[Tutorial] Sorting and Filtering data with formulas

Forum rules
No question in this section please
For any question related to a topic, create a new thread in the relevant section.
Locked
User avatar
MrProgrammer
Moderator
Posts: 4895
Joined: Fri Jun 04, 2010 7:57 pm
Location: Wisconsin, USA

[Tutorial] Sorting and Filtering data with formulas

Post by MrProgrammer »

Sorting data
The easiest way to sort data in Calc is to use Data, Sort from the menu. However this does not keep the data sorted if changes are made to it after sorting. It is possible to construct formulas which will maintain a copy of the data in sorted order. The first sheet in the attached file shows how to do that. It provides for sorting up to 20 numbers, of which 16 are currently in use. The capacity of the sheet can be expanded beyond 20 by adjusting the text $21, which occurs in some of the formulas, to a larger number using the Edit, Find & Replace dialog and then filling the formulas down to unused rows with the fill handle. See OOo Help if you don't know about the fill handle.
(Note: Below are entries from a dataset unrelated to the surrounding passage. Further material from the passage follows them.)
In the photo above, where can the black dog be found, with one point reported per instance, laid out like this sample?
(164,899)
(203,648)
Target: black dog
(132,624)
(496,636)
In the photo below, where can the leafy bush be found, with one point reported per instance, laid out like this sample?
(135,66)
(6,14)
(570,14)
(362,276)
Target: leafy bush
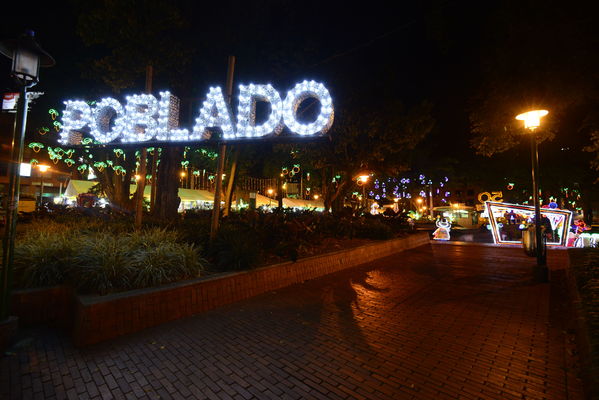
(235,248)
(371,228)
(102,264)
(101,261)
(42,258)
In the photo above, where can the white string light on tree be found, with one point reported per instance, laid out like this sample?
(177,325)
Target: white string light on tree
(213,114)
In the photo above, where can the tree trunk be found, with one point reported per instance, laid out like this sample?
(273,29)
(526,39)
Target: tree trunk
(167,196)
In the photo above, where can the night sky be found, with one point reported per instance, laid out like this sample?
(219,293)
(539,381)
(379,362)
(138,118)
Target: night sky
(445,52)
There are some disadvantages to this technique, however:
  • The formulas are complicated to build, and doing so may take more of your time than simply using Data, Sort even if you have to do that dozens of times.
  • You must make a copy of the data because formulas cannot sort "in place", so the size of your spreadsheet will grow.
  • For large amounts of data, the formulas will be slow because they are inefficient. Data, Sort performs just one sort. But for each row the formula sorts all 20 items, and then discards 19 of them, as explained below. Thus for 20 rows, 20 individual sorts are performed. On current hardware you won't notice a delay for 20 items, but you probably will for 20,000 items, which implies 20,000 sorts of 20,000 items.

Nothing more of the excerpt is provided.